51 years isn’t much time to live, but it is more time than Michael Jackson had.

At times I think there is a simple formula for longevity: do good and live long; do bad and die young.

Let’s test this formula.

Norman Ernest Borlaug did good. He used his brain and made discoveries in agricultural research that led to high-yielding crops which fed millions of people. He was awarded the Nobel Peace Prize, the Presidential Medal of Freedom and the Congressional Gold Medal. Maybe long life was another award for Borlaug. He died on September 12 having lived to 95.

Gertrude Noone was recently known as the world’s oldest living military veteran. She died September 10 at 110. She did good by serving her country and lived a long life.

So far the simple longevity formula works. Borlaug and Noone both did good and they lived a long life.

How about Assaf Ramon? He died September 13 at 20. His F-16 crashed while training with the Israeli Air Force and he died. He also did good by serving his country, but he died young. The same holds for his father, Ilan Ramon. Ilan was the first Israeli astronaut. That was good, but he died on the Columbia space shuttle at 48.

The formula fails. Doing good doesn’t always lead to long life. Sometimes people who do good die young.

Maybe we should ask God for long life, if we want it, and let him number our days. I don’t see anything wrong with that. However, in the Bible, Solomon had the chance to ask God for anything. He did not ask him for money. Not honor. Not long life. Solomon asked God for wisdom and God was pleased (1 Kings 3:11, 2 Chronicles 1:11).

A verse in Hebrew wisdom literature says, “Long life is in her right hand” (Proverbs 3:16). The “her” is understood by Hebrew scholars as referring to wisdom, the same thing Solomon wanted from God. Wisdom is the source of long life. If you want long life, get wisdom.

Now, does that mean that people who die young lack wisdom? Not necessarily. I’m not going to point my finger at any celebrity, fraudulent business man or crooked politician. I certainly don’t want to insinuate that a young soldier who dies an honorable death lacked wisdom.

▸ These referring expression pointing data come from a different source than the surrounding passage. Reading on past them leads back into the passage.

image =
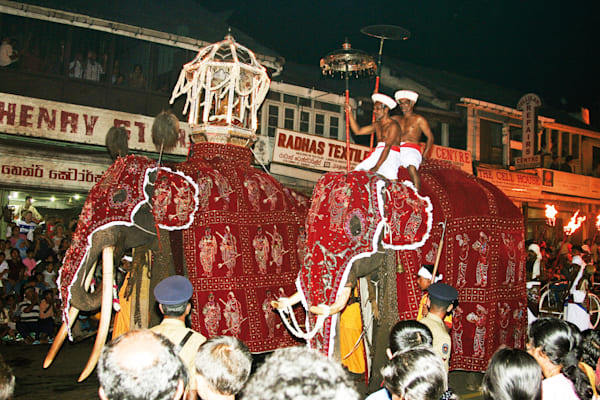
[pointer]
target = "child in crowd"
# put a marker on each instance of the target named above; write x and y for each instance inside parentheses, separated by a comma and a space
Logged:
(29, 262)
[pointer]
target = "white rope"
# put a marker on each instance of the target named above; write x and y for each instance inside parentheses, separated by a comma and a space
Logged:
(293, 326)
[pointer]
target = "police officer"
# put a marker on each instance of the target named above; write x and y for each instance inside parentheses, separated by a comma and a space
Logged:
(173, 295)
(440, 302)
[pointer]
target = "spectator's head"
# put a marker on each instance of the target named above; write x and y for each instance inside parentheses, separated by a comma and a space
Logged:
(590, 347)
(408, 334)
(299, 373)
(7, 380)
(425, 276)
(416, 374)
(555, 345)
(223, 365)
(141, 365)
(441, 298)
(173, 295)
(512, 374)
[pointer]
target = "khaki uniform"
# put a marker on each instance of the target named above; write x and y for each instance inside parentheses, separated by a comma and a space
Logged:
(441, 339)
(175, 330)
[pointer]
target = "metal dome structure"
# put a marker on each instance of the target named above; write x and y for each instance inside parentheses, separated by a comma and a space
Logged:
(225, 85)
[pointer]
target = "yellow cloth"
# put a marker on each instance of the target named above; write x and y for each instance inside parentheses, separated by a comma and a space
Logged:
(350, 330)
(591, 374)
(123, 316)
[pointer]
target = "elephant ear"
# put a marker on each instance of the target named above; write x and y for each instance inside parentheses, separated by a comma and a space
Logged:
(175, 199)
(408, 216)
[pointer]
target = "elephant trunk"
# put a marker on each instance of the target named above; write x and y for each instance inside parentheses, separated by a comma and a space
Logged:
(105, 311)
(60, 337)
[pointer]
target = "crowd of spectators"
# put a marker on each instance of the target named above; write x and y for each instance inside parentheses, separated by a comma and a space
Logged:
(30, 260)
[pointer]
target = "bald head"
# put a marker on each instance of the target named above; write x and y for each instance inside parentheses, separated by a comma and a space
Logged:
(141, 365)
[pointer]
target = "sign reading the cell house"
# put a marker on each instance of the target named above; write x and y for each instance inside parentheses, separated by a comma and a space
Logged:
(315, 152)
(69, 122)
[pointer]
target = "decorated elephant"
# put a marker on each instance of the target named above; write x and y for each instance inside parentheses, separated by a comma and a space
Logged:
(232, 229)
(482, 255)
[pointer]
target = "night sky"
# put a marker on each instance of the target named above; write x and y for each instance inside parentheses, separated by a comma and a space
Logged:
(546, 47)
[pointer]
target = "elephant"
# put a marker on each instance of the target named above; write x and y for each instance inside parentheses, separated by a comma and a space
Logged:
(472, 227)
(232, 229)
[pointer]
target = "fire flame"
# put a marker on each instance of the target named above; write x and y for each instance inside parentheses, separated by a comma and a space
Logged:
(551, 213)
(574, 224)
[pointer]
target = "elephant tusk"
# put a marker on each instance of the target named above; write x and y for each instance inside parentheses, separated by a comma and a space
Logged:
(105, 312)
(90, 276)
(60, 337)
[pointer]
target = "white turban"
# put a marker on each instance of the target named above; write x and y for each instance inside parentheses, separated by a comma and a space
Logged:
(406, 94)
(385, 100)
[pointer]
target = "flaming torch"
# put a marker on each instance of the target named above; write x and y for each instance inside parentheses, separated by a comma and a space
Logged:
(569, 229)
(551, 213)
(574, 224)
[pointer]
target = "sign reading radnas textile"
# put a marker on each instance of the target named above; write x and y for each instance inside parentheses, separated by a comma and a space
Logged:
(315, 152)
(62, 121)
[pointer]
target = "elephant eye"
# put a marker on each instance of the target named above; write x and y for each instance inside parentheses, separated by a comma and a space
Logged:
(119, 196)
(355, 225)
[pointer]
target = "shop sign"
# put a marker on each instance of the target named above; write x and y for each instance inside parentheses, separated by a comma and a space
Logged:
(513, 184)
(49, 173)
(534, 161)
(68, 122)
(315, 152)
(528, 103)
(459, 158)
(569, 184)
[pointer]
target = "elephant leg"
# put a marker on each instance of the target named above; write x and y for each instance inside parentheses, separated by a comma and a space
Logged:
(105, 313)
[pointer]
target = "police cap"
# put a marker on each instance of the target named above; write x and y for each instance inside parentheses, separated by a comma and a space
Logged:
(443, 292)
(173, 290)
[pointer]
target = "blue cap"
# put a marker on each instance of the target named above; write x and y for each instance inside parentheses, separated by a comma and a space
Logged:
(442, 291)
(173, 290)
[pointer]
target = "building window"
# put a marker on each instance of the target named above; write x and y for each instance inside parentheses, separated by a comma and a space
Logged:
(575, 146)
(565, 145)
(273, 119)
(304, 121)
(490, 149)
(288, 121)
(334, 123)
(319, 124)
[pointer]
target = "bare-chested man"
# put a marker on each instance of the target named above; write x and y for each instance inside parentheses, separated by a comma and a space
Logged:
(385, 159)
(412, 125)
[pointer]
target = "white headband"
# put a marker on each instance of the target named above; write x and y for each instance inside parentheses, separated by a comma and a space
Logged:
(406, 94)
(384, 99)
(424, 272)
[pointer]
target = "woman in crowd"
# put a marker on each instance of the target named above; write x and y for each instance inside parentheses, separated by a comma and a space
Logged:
(590, 354)
(555, 345)
(417, 374)
(512, 375)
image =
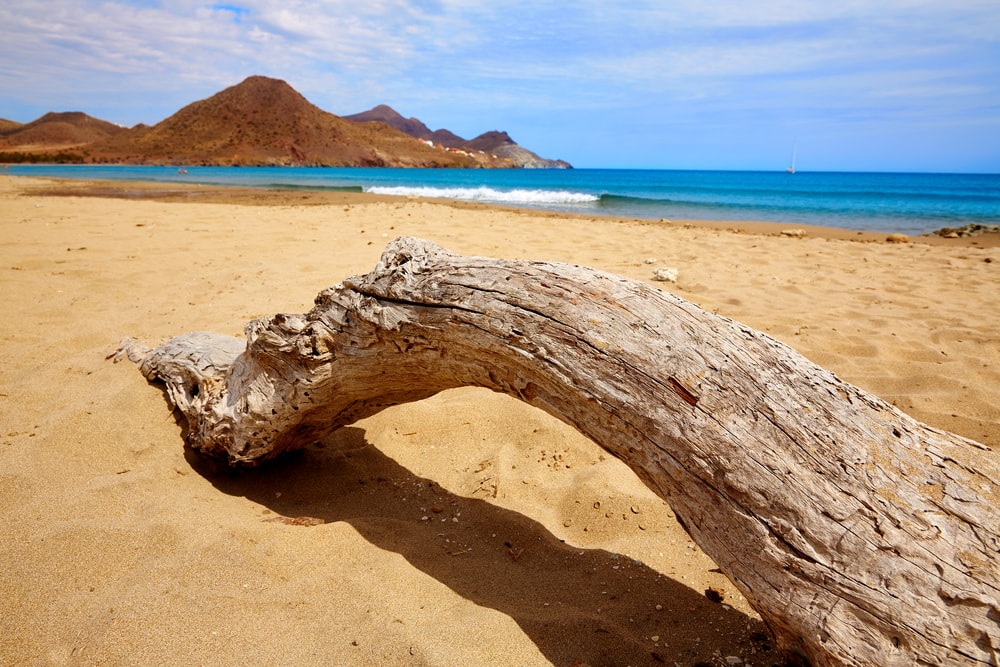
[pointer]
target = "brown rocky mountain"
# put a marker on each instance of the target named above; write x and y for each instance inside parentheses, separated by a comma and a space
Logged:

At the same time, it is true that wisdom protects people from doing stupid things that could lead to an early death. Wisdom protects people from dirty business. Wisdom protects people from ingesting large quantities of prescription drugs. Wisdom offers good things, including long life.

The question now becomes, where do you find wisdom?

The Kansas ladies, Borlaug and Noone may have known the answer. Solomon did.